The oldest, simplest, and most easily comprehensible explanation of dramatic military, political, or economic events is the conspiracy theory: Brutus conspiring with the assassins of Caesar, Hotspur conspiring with Glendower, politicos in a smoke-filled room, fat cats forming secret cartels in posh boardrooms. The facts may be devilishly hard to come by, but the explanation is alluringly simple. All really good spy novels [one of which, by Daniel Silva, I am now reading] take it as their fundamental premise that things happen because people [good or bad, as the case may be] get together in secret and plot them. The benign version of this principle of explanation has been given a name by historians: The Great Man Theory of History. From this principle flow the exposes and the biographies of important men and women that regularly show up as History Book Club selections and on best seller lists.
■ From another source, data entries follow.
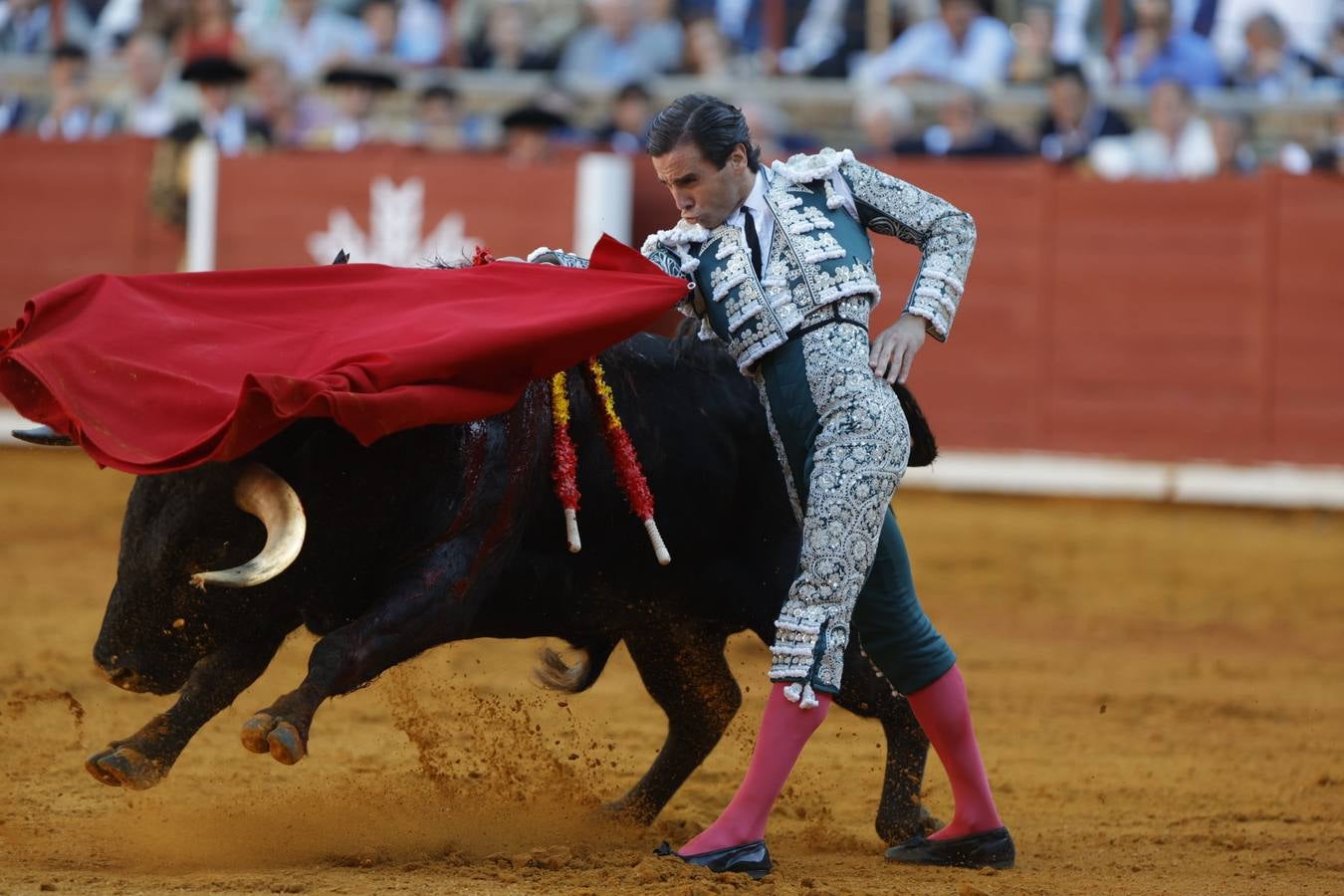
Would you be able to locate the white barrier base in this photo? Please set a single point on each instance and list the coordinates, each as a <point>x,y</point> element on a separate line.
<point>1273,485</point>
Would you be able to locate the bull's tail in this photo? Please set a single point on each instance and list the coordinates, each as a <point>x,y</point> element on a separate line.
<point>924,448</point>
<point>557,675</point>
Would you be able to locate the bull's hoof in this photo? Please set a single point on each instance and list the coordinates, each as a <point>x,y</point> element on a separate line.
<point>123,768</point>
<point>281,739</point>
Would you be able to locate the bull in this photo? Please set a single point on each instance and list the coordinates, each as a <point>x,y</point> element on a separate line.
<point>449,533</point>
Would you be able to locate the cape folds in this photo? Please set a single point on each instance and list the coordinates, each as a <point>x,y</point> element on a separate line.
<point>160,372</point>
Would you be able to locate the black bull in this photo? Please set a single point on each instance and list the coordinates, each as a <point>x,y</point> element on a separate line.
<point>450,533</point>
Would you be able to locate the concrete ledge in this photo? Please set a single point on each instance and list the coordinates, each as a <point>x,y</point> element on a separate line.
<point>1274,485</point>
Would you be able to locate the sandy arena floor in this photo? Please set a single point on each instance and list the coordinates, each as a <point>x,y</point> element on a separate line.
<point>1158,693</point>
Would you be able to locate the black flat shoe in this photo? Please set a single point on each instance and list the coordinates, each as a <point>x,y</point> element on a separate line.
<point>749,858</point>
<point>987,849</point>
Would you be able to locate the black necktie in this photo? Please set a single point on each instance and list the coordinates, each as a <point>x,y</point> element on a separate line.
<point>753,241</point>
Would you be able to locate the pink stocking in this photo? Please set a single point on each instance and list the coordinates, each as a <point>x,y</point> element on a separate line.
<point>944,714</point>
<point>784,730</point>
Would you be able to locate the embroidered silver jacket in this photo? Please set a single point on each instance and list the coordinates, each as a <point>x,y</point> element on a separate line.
<point>820,254</point>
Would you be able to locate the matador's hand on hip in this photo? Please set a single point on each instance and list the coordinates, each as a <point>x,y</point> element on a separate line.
<point>894,350</point>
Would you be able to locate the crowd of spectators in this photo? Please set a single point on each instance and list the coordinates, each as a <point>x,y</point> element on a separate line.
<point>337,74</point>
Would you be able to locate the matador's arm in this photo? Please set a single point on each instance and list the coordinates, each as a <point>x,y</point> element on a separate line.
<point>945,234</point>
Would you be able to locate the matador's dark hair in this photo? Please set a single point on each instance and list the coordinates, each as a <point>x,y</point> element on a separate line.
<point>709,122</point>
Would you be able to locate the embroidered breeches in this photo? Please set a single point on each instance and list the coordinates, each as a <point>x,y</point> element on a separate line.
<point>843,443</point>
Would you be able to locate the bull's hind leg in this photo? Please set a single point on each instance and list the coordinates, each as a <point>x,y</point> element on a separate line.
<point>683,668</point>
<point>867,693</point>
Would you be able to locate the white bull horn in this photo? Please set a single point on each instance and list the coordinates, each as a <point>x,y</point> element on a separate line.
<point>271,499</point>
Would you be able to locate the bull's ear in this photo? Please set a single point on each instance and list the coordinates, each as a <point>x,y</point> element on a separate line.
<point>43,435</point>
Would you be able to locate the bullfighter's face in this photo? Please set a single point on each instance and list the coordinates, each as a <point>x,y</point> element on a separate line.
<point>703,193</point>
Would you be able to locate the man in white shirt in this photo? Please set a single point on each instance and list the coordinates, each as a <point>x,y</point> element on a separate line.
<point>961,46</point>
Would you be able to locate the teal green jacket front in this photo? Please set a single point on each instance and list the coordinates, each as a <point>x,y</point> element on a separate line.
<point>820,254</point>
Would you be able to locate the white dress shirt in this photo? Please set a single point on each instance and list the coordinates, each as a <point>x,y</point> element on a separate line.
<point>764,218</point>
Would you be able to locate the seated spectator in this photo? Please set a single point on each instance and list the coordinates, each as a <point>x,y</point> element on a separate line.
<point>628,129</point>
<point>26,26</point>
<point>828,35</point>
<point>884,117</point>
<point>73,113</point>
<point>504,41</point>
<point>961,45</point>
<point>122,18</point>
<point>1271,68</point>
<point>14,112</point>
<point>355,121</point>
<point>741,22</point>
<point>148,101</point>
<point>530,134</point>
<point>1333,60</point>
<point>1305,24</point>
<point>963,130</point>
<point>311,38</point>
<point>222,119</point>
<point>773,131</point>
<point>1176,144</point>
<point>1232,142</point>
<point>1331,156</point>
<point>1032,60</point>
<point>1158,51</point>
<point>546,26</point>
<point>622,45</point>
<point>1074,119</point>
<point>438,118</point>
<point>707,53</point>
<point>406,31</point>
<point>208,31</point>
<point>288,112</point>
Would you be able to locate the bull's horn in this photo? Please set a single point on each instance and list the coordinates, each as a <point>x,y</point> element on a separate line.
<point>272,500</point>
<point>42,435</point>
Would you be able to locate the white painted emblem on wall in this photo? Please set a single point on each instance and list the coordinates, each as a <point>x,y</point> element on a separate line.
<point>395,218</point>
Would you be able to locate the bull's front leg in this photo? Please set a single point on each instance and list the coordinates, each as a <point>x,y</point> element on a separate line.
<point>430,606</point>
<point>142,760</point>
<point>433,599</point>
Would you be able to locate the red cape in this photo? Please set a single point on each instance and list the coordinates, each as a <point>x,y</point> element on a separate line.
<point>160,372</point>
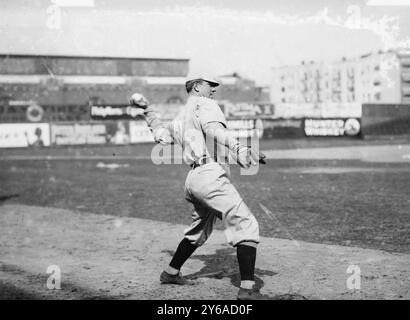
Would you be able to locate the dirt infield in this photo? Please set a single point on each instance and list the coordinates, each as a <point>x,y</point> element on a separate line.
<point>104,257</point>
<point>110,225</point>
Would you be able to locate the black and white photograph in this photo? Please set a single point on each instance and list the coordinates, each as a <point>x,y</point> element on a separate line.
<point>229,151</point>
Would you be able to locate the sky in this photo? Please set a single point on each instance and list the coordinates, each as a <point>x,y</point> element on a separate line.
<point>220,37</point>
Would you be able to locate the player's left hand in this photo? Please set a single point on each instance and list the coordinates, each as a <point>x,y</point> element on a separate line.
<point>248,157</point>
<point>138,100</point>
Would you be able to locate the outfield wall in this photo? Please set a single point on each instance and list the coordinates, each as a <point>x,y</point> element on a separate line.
<point>385,120</point>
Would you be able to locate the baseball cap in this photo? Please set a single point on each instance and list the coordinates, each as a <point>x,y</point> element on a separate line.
<point>203,76</point>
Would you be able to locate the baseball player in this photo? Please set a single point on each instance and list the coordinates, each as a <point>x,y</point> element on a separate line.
<point>200,128</point>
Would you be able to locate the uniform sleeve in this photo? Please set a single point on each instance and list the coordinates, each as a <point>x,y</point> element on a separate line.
<point>162,133</point>
<point>209,111</point>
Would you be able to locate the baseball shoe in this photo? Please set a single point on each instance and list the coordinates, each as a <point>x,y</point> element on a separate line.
<point>251,294</point>
<point>167,278</point>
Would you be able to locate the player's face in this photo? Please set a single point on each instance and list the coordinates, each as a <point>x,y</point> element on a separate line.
<point>205,89</point>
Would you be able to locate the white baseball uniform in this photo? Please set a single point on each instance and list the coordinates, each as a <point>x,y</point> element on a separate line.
<point>207,186</point>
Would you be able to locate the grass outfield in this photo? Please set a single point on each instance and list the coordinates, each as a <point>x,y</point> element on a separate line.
<point>345,202</point>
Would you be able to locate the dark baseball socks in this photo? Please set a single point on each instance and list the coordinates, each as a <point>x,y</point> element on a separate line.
<point>184,251</point>
<point>246,255</point>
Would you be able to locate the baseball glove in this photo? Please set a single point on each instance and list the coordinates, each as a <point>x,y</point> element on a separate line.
<point>138,100</point>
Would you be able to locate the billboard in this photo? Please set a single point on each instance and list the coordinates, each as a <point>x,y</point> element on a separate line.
<point>331,127</point>
<point>245,128</point>
<point>246,109</point>
<point>115,112</point>
<point>76,134</point>
<point>14,135</point>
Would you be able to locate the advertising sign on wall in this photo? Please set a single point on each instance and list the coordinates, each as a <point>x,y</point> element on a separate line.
<point>14,135</point>
<point>331,127</point>
<point>246,128</point>
<point>115,112</point>
<point>75,134</point>
<point>246,109</point>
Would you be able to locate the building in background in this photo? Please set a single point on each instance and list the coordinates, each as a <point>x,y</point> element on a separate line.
<point>236,88</point>
<point>380,77</point>
<point>60,82</point>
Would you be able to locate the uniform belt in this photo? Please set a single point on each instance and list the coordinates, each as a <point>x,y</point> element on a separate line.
<point>202,161</point>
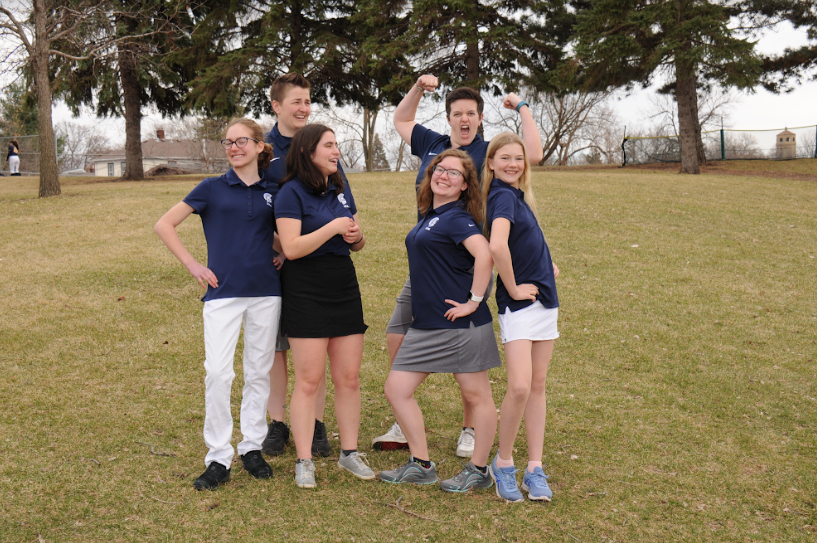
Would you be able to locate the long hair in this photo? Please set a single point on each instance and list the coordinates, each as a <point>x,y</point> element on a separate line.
<point>471,197</point>
<point>265,156</point>
<point>300,164</point>
<point>497,143</point>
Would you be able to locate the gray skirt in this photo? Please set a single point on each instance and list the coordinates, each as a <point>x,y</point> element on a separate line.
<point>456,350</point>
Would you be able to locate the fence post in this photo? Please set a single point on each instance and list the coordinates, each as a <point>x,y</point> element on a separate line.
<point>723,146</point>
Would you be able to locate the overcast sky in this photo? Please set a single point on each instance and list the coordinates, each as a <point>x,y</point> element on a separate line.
<point>756,110</point>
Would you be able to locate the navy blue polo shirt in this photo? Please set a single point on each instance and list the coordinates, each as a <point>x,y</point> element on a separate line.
<point>280,148</point>
<point>442,268</point>
<point>238,225</point>
<point>295,201</point>
<point>529,251</point>
<point>427,144</point>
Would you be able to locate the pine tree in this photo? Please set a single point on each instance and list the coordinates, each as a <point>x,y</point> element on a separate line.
<point>626,42</point>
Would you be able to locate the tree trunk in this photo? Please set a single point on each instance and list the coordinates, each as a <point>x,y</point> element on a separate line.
<point>687,96</point>
<point>49,175</point>
<point>134,170</point>
<point>369,119</point>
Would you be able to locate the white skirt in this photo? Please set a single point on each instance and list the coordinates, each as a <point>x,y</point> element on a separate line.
<point>534,323</point>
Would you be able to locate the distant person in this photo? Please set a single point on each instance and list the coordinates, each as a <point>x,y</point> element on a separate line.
<point>463,109</point>
<point>236,212</point>
<point>13,158</point>
<point>323,313</point>
<point>289,95</point>
<point>452,330</point>
<point>528,312</point>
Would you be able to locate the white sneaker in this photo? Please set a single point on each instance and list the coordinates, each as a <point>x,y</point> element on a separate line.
<point>465,444</point>
<point>392,440</point>
<point>356,464</point>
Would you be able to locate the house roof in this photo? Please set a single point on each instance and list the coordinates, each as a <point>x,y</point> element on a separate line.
<point>169,149</point>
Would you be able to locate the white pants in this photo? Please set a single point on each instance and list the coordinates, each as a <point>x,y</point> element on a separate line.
<point>222,324</point>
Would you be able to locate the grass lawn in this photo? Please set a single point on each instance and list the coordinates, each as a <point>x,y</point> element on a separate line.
<point>682,392</point>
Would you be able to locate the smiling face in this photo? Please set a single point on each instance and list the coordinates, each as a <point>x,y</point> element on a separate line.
<point>240,157</point>
<point>464,120</point>
<point>446,187</point>
<point>508,163</point>
<point>293,111</point>
<point>326,154</point>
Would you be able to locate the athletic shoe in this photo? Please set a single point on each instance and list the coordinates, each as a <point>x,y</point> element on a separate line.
<point>410,472</point>
<point>276,440</point>
<point>391,440</point>
<point>356,464</point>
<point>470,477</point>
<point>212,477</point>
<point>465,444</point>
<point>255,465</point>
<point>305,473</point>
<point>505,479</point>
<point>320,443</point>
<point>536,485</point>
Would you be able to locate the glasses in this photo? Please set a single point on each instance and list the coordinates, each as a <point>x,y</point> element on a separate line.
<point>452,174</point>
<point>241,142</point>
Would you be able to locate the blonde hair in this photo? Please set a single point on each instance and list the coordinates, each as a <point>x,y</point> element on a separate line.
<point>497,143</point>
<point>265,156</point>
<point>471,197</point>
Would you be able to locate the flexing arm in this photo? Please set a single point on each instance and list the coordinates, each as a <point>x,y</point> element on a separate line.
<point>297,246</point>
<point>477,245</point>
<point>500,230</point>
<point>530,133</point>
<point>166,230</point>
<point>406,110</point>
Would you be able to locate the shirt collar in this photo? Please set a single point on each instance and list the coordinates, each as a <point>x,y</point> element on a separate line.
<point>275,137</point>
<point>496,184</point>
<point>233,179</point>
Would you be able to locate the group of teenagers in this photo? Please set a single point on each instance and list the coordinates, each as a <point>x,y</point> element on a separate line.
<point>280,226</point>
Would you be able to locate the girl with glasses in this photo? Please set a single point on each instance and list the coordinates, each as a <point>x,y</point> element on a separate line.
<point>452,332</point>
<point>237,215</point>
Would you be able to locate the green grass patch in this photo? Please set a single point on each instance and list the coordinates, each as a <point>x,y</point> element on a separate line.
<point>682,397</point>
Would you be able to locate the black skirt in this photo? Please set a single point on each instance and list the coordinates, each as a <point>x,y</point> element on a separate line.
<point>321,297</point>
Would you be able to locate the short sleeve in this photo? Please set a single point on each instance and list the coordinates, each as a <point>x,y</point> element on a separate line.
<point>421,139</point>
<point>462,226</point>
<point>199,197</point>
<point>501,205</point>
<point>288,203</point>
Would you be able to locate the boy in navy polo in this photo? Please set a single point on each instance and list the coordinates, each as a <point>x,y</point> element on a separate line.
<point>463,108</point>
<point>236,211</point>
<point>289,95</point>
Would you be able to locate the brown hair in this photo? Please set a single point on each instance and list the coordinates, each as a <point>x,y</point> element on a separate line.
<point>471,197</point>
<point>463,93</point>
<point>279,87</point>
<point>497,143</point>
<point>300,164</point>
<point>265,156</point>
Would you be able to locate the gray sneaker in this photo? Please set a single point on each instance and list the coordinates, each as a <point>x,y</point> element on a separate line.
<point>470,477</point>
<point>410,472</point>
<point>356,464</point>
<point>305,474</point>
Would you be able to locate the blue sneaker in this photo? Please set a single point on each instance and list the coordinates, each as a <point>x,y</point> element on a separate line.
<point>505,479</point>
<point>535,484</point>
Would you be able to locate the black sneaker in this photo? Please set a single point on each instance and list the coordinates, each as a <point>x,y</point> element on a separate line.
<point>255,465</point>
<point>212,477</point>
<point>320,443</point>
<point>276,440</point>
For somewhat more than two centuries now, the very best social scientists have labored to free us from the meretricious attractions of conspiracy theories, and to replace them with deeper, more complex [and, inevitably, less exciting] structural explanations of major historical movements. The forefather of these efforts is Adam Smith's Invisible Hand, but it is in the writings of Karl Marx that the debunking of conspiracy theories really hits its stride. Marx sought the "laws of motion of capitalist economy," and he brushed aside as superficial and "utopian" the notion that the personalities or individual plans and intentions of economic actors played any important role in the unfolding of those laws. He considered ludicrous the notion that economic crashes were caused by greed, or that the rigors of the factory floor were traceable to the malign intentions of entrepreneurs. Since Marx wrote, all of the great social theorists have followed the same path. "Social relationships of production," "manifest and latent functions of social institutions," "socio-economic status," even "the paranoid style in American politics," which last, despite its apparent appeal to the character of individual personalities, is really a social explanation of political phenomena.
It is always a bit of a comedown, for those of us who cut our eyeteeth on structural/functional explanations of social phenomena, to discover that bad people really do get together behind closed doors and plot. Why slog through all those pages of Max Weber and Karl Mannheim and Robert Merton and Talcott Parsons if all we need is a few more Daniel Ellsbergs?
I have labored long and hard in this blog to find a structural explanation for the current fate of the health care reform bill. And yet now, as we approach the final hours, it really does seem as though the pettiness, mean-spiritedness, and bitterness of one passive aggressive wretch explains more than all of my structural/functional theorizing.
It was Marx's view that individuals do not make history. Classes make history, structures of production and exploitation make history, economic contradictions make history. The Napoleons and Wellingtons, the Lincolns and Booths, even the Hitlers and Stalins, simply ride the wave of history.
Who knows? Maybe I should spend my time reading Matt Drudge rather than The Statistical Abstract of the United States.